Re: [PATCH RFC v2 00/19] fuse: fuse-over-io-uring

Miklos Szeredi <miklos@xxxxxxxxxx> · Tue, 11 Jun 2024 17:35:52 +0200

On Tue, 11 Jun 2024 at 12:26, Bernd Schubert <bernd.schubert@xxxxxxxxxxx> wrote:

> Secondly, with IORING_OP_URING_CMD we already have only a single command
> to submit requests and fetch the next one - half of the system calls.
>
> Wouldn't IORING_OP_READV/IORING_OP_WRITEV be just this approach?
> https://github.com/uroni/fuseuring?
> I.e. it hook into the existing fuse and just changes from read()/write()
> of /dev/fuse to io-uring of /dev/fuse. With the disadvantage of zero
> control which ring/queue and which ring-entry handles the request.

Unlike system calls, io_uring ops should have very little overhead.
That's one of the main selling points of io_uring (as described in the
io_uring(7) man page).

So I don't think it matters to performance whether there's a combined
WRITEV + READV (or COMMIT + FETCH) op or separate ops.

The advantage of separate ops is more flexibility and less complexity
(do only one thing in an op).

> Thirdly, initially I had even removed the allocation of 'struct
> fuse_req' and directly allocated these on available ring entries. I.e.
> the application thread was writing to the mmap ring buffer. I just
> removed that code for now, as it introduced additional complexity with
> an unknown performance outcome. If it should be helpful we could add
> that later. I don't think we have that flexibility with
> IORING_OP_READV/IORING_OP_WRITEV.

I think I understand what you'd like to see in the end: basically a
reverse io_uring, where requests are placed on a "submission queue" by
the kernel and completed requests are placed on a completion queue by
the userspace.  Exactly the opposite of current io_uring.

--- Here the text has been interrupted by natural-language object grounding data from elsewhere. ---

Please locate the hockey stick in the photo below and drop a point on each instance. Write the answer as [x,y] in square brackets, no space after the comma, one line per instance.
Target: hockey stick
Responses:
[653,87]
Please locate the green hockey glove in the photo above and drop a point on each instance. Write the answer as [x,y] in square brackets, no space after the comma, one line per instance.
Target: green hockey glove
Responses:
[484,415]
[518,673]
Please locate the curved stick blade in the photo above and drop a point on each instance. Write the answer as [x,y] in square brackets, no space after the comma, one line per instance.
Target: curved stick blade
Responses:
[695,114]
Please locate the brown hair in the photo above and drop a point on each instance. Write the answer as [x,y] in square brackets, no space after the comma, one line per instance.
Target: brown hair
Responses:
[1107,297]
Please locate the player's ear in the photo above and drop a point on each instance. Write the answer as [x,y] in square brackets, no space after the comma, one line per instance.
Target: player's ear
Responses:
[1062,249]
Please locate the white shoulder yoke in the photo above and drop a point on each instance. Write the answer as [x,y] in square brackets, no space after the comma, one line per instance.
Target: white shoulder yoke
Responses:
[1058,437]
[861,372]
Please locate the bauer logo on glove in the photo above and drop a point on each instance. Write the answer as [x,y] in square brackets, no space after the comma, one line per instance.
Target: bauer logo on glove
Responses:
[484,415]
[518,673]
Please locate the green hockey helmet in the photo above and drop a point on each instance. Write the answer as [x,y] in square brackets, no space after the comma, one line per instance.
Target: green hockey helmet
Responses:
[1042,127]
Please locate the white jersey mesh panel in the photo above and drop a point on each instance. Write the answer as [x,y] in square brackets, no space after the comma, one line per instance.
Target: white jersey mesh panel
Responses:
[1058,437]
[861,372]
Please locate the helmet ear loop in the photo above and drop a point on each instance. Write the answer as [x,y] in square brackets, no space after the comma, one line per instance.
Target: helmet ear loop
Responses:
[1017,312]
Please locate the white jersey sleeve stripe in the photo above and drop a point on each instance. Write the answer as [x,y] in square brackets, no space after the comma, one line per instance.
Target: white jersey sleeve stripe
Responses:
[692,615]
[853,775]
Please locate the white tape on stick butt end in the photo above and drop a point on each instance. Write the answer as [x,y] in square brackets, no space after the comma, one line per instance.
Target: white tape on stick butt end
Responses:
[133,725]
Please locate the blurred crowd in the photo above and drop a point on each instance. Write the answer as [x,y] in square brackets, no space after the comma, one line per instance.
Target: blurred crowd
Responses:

The major difference between your idea of a fuse_uring and the
io_uring seems to be that you place not only the request on the shared
buffer, but the data as well.   I don't think this is a good idea,
since it will often incur one more memory copy.  Otherwise the idea
itself seems sound.

The implementation twisted due to having to integrate it with
io_uring.  Unfortunately placing fuse requests directly into the
io_uring queue doesn't work, due to the reversal of roles and the size
difference between sqe and cqe entries.  Also the shared buffer seems
to lose its ring aspect due to the fact that fuse doesn't get notified
when a request is taken off the queue (io_uring_cqe_seen(3)).

So I think either better integration with io_uring is needed with
support for "reverse submission" or a new interface.

> >
> > Maybe there's an advantage in using an atomic op for WRITEV + READV,
> > but I'm not quite seeing it yet, since there's no syscall overhead for
> > separate ops.
>
> Here I get confused, could please explain?
> Current fuse has a read + write operation - a read() system call to
> process a fuse request and a write() call to submit the result and then
> read() to fetch the next request.
> If userspace has to send IORING_OP_READV to fetch a request and complete
> with IORING_OP_IORING_OP_WRITEV it would go through existing code path
> with operations? Well, maybe userspace could submit with IOSQE_IO_LINK,
> but that sounds like it would need to send two ring entries? I.e. memory
> and processing overhead?

Overhead should be minimal.

> And then, no way to further optimize and do fuse_req allocation on the
> ring (if there are free entries). And probably also no way that we ever
> let the application work in the SQPOLL way, because the application
> thread does not have the right to read from the fuse-server buffer? I.e.
> what I mean is that IORING_OP_URING_CMD gives a better flexibility.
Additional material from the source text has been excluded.